Many environmental problems in the industrialized countries are regarded as consequences of affluence. The use of large numbers of private automobiles, many for recreational purposes, results in air pollution; the intensive agriculture required to supply an over-fed and overweight population results in soil and water contamination by high levels of nitrates; the high consumption per capita of manufactured products is associated with huge quantities of industrial waste, some of which ends up polluting the soil, rivers and coastal waters. Environmental damage in affluent societies is a consequence of excessive development and unrestrained demands for ever larger quantities of goods and services. It is thus a consequence of materialism and acquisitiveness.

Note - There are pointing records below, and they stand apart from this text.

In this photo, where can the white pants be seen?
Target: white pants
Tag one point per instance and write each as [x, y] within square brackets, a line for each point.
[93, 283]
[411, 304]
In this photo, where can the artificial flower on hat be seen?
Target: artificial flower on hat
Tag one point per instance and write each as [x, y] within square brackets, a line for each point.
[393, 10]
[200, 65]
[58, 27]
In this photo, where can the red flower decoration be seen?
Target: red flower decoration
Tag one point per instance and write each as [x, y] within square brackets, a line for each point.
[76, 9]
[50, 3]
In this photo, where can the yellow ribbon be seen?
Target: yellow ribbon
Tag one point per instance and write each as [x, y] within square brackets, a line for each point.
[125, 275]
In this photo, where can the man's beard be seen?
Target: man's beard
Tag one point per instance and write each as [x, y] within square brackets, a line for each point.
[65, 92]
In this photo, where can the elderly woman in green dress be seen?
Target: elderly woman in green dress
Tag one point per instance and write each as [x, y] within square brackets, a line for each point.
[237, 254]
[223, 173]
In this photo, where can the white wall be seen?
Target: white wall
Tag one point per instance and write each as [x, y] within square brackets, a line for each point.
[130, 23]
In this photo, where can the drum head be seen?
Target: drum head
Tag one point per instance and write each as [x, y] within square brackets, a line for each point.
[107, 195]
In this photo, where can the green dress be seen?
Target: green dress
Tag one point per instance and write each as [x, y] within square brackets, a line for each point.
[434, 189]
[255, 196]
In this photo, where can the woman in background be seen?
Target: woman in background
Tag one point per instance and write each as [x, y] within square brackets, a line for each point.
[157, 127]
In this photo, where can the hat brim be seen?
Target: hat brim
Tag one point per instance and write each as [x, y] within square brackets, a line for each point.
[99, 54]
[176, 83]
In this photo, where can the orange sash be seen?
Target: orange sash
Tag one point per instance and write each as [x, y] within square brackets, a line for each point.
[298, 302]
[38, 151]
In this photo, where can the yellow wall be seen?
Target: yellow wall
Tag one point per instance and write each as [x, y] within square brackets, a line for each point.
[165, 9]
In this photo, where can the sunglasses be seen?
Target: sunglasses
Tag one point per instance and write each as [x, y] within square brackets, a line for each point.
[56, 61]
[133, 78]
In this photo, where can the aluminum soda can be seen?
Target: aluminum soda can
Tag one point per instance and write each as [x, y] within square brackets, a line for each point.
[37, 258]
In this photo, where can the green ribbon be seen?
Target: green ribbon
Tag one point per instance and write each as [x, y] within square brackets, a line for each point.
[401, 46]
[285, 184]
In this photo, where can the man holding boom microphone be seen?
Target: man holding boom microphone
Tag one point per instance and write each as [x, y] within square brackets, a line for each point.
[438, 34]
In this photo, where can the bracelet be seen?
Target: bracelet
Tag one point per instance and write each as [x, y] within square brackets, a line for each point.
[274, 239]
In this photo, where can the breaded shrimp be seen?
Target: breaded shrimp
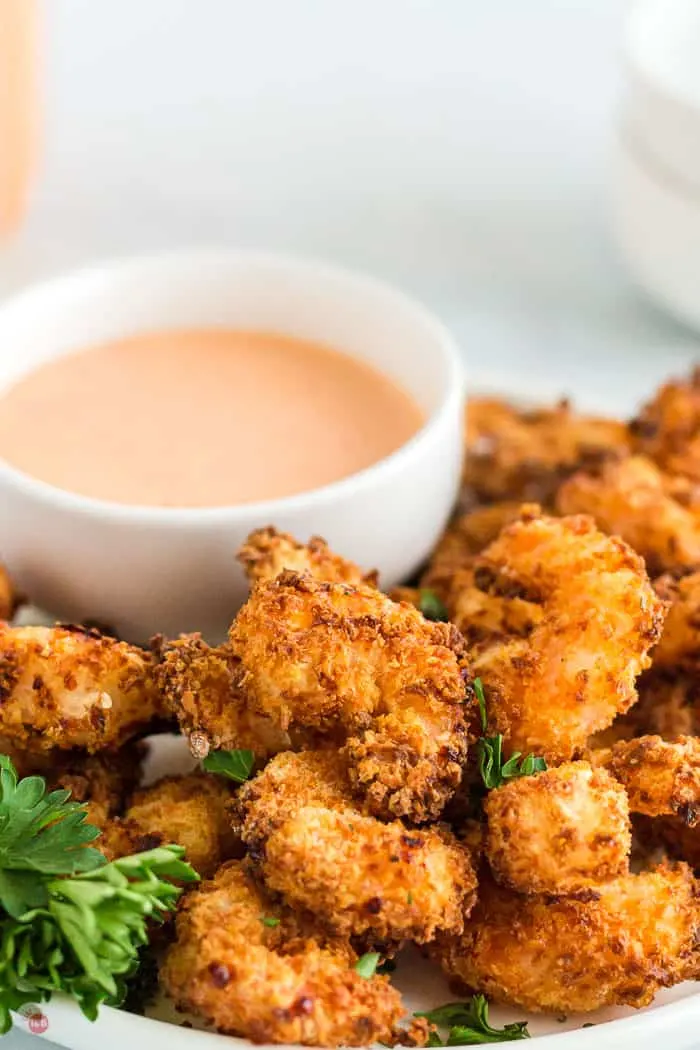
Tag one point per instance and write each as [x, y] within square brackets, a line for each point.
[72, 688]
[525, 455]
[188, 811]
[640, 935]
[563, 832]
[359, 877]
[253, 969]
[346, 659]
[661, 777]
[589, 615]
[268, 552]
[463, 539]
[667, 428]
[656, 515]
[196, 685]
[680, 641]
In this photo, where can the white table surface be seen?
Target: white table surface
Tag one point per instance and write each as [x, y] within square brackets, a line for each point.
[458, 148]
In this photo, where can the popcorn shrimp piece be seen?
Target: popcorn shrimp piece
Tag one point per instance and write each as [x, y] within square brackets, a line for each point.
[347, 662]
[524, 455]
[196, 683]
[667, 428]
[268, 552]
[588, 617]
[72, 688]
[254, 969]
[660, 777]
[563, 832]
[309, 842]
[656, 515]
[639, 935]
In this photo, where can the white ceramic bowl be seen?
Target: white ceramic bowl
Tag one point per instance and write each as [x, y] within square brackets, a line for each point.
[147, 569]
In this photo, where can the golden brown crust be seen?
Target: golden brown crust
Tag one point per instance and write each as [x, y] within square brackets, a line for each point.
[567, 956]
[564, 832]
[657, 515]
[661, 777]
[342, 659]
[72, 688]
[309, 842]
[267, 552]
[196, 681]
[575, 616]
[667, 428]
[272, 984]
[520, 455]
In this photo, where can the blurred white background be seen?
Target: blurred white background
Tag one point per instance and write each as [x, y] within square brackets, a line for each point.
[459, 148]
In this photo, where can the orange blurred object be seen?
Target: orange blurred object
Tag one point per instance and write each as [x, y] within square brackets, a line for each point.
[18, 107]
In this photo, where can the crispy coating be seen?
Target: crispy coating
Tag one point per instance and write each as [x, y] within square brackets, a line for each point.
[267, 552]
[657, 515]
[285, 983]
[196, 684]
[679, 645]
[667, 428]
[348, 660]
[573, 956]
[661, 777]
[464, 538]
[563, 832]
[309, 842]
[524, 455]
[72, 688]
[587, 616]
[188, 811]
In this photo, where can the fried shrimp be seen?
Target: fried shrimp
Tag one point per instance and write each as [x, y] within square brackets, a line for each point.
[196, 684]
[667, 428]
[588, 615]
[463, 539]
[660, 777]
[268, 552]
[188, 811]
[563, 832]
[254, 969]
[347, 660]
[638, 936]
[72, 688]
[655, 513]
[525, 455]
[310, 843]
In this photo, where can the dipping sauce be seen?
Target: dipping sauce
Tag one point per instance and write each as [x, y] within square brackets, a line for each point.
[203, 419]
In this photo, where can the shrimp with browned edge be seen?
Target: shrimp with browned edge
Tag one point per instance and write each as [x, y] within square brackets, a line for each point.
[563, 832]
[309, 842]
[588, 616]
[641, 932]
[72, 688]
[348, 662]
[661, 777]
[253, 968]
[657, 515]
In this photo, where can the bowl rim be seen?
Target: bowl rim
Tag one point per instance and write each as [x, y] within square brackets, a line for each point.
[383, 469]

While similar points apply to the modern sectors of developing countries, the most fundamental environmental problems in the developing countries are seen as consequences of poverty, not of affluence. A rapidly growing population puts pressure on a country's natural resources. The ever increasing demand for food and firewood, for example, results in the destruction of forests, degradation of the soil and depletion of water supplies. Thus the basis for future growth is eroded. Issues of economic development consequently cannot be separated from environmental issues. Poverty and the environment are closely linked, not least because it is the poorest members of society that typically suffer most from environmental deterioration.

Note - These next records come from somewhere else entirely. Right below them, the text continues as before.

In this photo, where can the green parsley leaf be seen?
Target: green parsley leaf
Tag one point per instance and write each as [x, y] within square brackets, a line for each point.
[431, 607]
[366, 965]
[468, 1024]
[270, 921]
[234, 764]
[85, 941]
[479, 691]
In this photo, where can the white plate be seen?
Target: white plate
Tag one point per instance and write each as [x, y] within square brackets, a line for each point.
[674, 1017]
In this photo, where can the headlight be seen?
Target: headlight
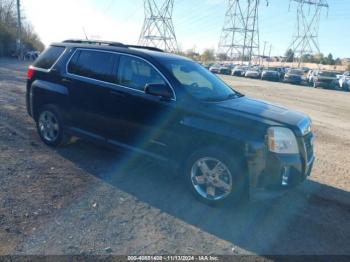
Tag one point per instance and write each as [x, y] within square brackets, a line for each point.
[282, 141]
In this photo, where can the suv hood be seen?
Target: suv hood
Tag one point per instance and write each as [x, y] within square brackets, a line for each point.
[326, 78]
[265, 112]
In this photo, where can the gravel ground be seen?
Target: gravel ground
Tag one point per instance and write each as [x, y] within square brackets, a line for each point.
[86, 199]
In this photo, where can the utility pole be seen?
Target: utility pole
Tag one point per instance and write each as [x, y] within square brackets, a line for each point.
[268, 63]
[305, 41]
[19, 31]
[158, 30]
[240, 34]
[262, 60]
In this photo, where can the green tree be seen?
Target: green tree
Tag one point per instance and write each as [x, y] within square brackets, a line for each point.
[222, 56]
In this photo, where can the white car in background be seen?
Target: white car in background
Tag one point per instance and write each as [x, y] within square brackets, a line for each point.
[253, 72]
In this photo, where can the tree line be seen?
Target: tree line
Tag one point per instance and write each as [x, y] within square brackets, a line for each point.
[315, 58]
[210, 55]
[8, 31]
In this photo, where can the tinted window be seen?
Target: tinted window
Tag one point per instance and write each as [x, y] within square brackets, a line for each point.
[136, 73]
[198, 81]
[47, 59]
[92, 64]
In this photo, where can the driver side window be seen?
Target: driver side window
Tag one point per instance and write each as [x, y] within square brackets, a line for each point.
[136, 73]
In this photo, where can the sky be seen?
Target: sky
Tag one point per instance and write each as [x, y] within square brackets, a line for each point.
[198, 23]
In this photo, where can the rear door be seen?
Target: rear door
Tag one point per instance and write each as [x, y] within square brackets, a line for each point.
[89, 74]
[139, 119]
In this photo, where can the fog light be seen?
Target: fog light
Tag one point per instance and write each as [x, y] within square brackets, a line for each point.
[285, 176]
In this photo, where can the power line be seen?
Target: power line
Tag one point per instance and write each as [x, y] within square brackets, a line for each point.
[158, 29]
[305, 41]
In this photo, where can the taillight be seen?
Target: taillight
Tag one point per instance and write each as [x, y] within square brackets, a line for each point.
[30, 72]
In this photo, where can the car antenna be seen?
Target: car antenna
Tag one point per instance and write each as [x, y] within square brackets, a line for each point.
[85, 34]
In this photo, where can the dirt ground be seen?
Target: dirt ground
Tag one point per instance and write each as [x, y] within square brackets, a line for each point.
[86, 199]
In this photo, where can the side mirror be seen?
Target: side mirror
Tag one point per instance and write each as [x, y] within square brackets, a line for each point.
[159, 90]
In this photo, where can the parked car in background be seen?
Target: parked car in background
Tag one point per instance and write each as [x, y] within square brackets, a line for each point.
[239, 71]
[344, 81]
[271, 74]
[253, 72]
[225, 70]
[310, 76]
[326, 79]
[215, 69]
[294, 76]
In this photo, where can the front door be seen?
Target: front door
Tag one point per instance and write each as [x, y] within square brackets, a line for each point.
[89, 73]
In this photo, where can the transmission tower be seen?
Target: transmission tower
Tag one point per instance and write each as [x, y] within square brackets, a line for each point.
[240, 34]
[158, 30]
[305, 41]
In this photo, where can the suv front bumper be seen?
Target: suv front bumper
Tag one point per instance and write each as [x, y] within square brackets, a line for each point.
[271, 172]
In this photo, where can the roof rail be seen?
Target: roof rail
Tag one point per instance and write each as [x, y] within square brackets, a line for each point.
[107, 43]
[94, 42]
[145, 47]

Despite these differences in perception, there is broad agreement that attempts by people to improve their economic well-being have resulted occasionally in huge disasters (the explosion of a chemical plant at Bhopal, the nuclear explosion at Chernobyl) and more frequently in gradual destruction of the resources on which material betterment depends (desertification in the Sahel, flooding in the Indo-Gangetic plain). There is also broad agreement that the situation in the Third World is sufficiently different from that in the industrialized countries that it would be a mistake to adopt identical technical standards for - say - air and water pollution throughout the globe. Environmental problems may be present in all countries, but the appropriate response will differ from one country to another. Environmental standards are needed, but in many cases they should be specific to each country.